Les organismes Green Infrastructure Ontario Coalition et Toronto Environmental Alliance sont convaincus que l’initiative inciterait les entreprises à investir dans des infrastructures durables.

« Il y a des solutions qui peuvent ralentir le débit de l’eau qui entre dans les égouts ou des technologies qui permettent la récupération de l’eau pour la réutiliser. »

— Une citation de  Jennifer Court, directrice générale, Green Infrastructure Ontario Coalition

Dans un rapport publié en 2016, l’ancienne commissaire à l’environnement de l’Ontario, Dianne Saxe, décrivait les frais relatifs au ruissellement des eaux pluviales comme une solution à prioriser par les municipalités.

On peut y lire que ces frais encouragent les propriétaires à prendre en charge cette gestion, en leur donnant une raison financière.

Jennifer Drake, professeure agrégée au Département de génie civil et minier de l'Université de Toronto, renchérit sur ces propos : Les politiques publiques ont un rôle à jouer pour créer une économie plus verte et encourager l'innovation et la croissance. Donc, sur bien des aspects, les frais de gestion des eaux de ruissellement contribueraient à la création de nouveaux emplois à Toronto, à des investissements dans les infrastructures et les technologies vertes, et tout ce qui vient avec.

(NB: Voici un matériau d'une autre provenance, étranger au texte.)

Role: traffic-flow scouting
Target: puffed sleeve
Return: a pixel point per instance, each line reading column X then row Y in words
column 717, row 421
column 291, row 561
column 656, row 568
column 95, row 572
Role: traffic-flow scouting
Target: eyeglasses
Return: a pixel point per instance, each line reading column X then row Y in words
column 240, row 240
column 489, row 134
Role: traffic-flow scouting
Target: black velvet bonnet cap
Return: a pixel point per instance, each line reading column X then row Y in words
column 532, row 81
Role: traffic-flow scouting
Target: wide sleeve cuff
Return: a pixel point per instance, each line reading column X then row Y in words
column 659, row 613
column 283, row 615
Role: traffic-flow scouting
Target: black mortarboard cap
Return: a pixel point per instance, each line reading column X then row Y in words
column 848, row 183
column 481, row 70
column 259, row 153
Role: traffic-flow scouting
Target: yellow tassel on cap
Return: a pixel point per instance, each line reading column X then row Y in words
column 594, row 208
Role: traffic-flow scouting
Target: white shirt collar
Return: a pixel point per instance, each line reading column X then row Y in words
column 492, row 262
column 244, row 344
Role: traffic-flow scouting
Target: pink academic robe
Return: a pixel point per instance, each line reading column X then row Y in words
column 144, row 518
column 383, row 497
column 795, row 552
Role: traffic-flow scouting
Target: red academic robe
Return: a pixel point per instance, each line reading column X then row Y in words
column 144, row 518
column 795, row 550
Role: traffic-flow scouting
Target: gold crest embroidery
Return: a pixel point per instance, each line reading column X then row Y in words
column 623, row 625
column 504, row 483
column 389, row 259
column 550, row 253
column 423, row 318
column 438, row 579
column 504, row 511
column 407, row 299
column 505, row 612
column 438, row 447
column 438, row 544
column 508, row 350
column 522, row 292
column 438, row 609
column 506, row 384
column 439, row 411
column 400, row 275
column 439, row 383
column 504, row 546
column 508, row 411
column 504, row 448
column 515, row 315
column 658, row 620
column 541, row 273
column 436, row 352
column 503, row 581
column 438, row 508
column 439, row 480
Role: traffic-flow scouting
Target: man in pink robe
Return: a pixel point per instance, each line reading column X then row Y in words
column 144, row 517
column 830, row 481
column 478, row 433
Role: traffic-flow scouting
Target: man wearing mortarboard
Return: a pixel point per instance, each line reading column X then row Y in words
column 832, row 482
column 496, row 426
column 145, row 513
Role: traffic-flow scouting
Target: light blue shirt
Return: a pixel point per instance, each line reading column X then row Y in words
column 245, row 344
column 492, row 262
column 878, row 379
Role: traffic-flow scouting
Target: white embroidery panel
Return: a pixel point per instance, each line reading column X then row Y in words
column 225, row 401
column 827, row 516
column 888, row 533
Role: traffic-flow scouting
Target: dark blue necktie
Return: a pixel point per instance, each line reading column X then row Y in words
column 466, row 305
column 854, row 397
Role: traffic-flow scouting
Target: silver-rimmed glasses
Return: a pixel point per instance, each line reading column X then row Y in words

Elle montre aussi du doigt l'absurdité du système actuel. En ce moment, la seule façon de payer la gestion des eaux de ruissellement, c'est par votre facture d'eau, dit-elle. Si on veut que les gens consomment moins d'eau chez eux, alors, comment va-t-on payer pour ces infrastructures?

« L'idée de ces frais, c'est de séparer ces deux systèmes. De refléter l'origine des eaux pluviales et offrir l'occasion aux propriétés commerciales et industrielles de les gérer sur place et de recevoir un crédit si elles le font. »

— Une citation de  Jennifer Drake, professeure agrégée

Huit municipalités ontariennes ont mis en place un programme semblable, dont Kingston, Kitchener, Waterloo et Mississauga.

La question a déjà été débattue à Toronto, mais le comité exécutif avait rejeté l’idée en 2017.

Le conseiller Layton croit que cette fois-ci pourrait être la bonne, dans le contexte où la Ville de Toronto a récemment dévoilé sa première stratégie de résilience pour lutter contre les changements climatiques.

« Je crois que nous comprenons mieux maintenant le niveau d’action nécessaire pour combattre la crise climatique. »

— Une citation de  Mike Layton, conseiller municipal, Toronto

Sa motion doit être débattue au conseil municipal le mois prochain pour permettre la tenue de consultations publiques sur l’imposition de frais pour les espaces industriels et commerciaux.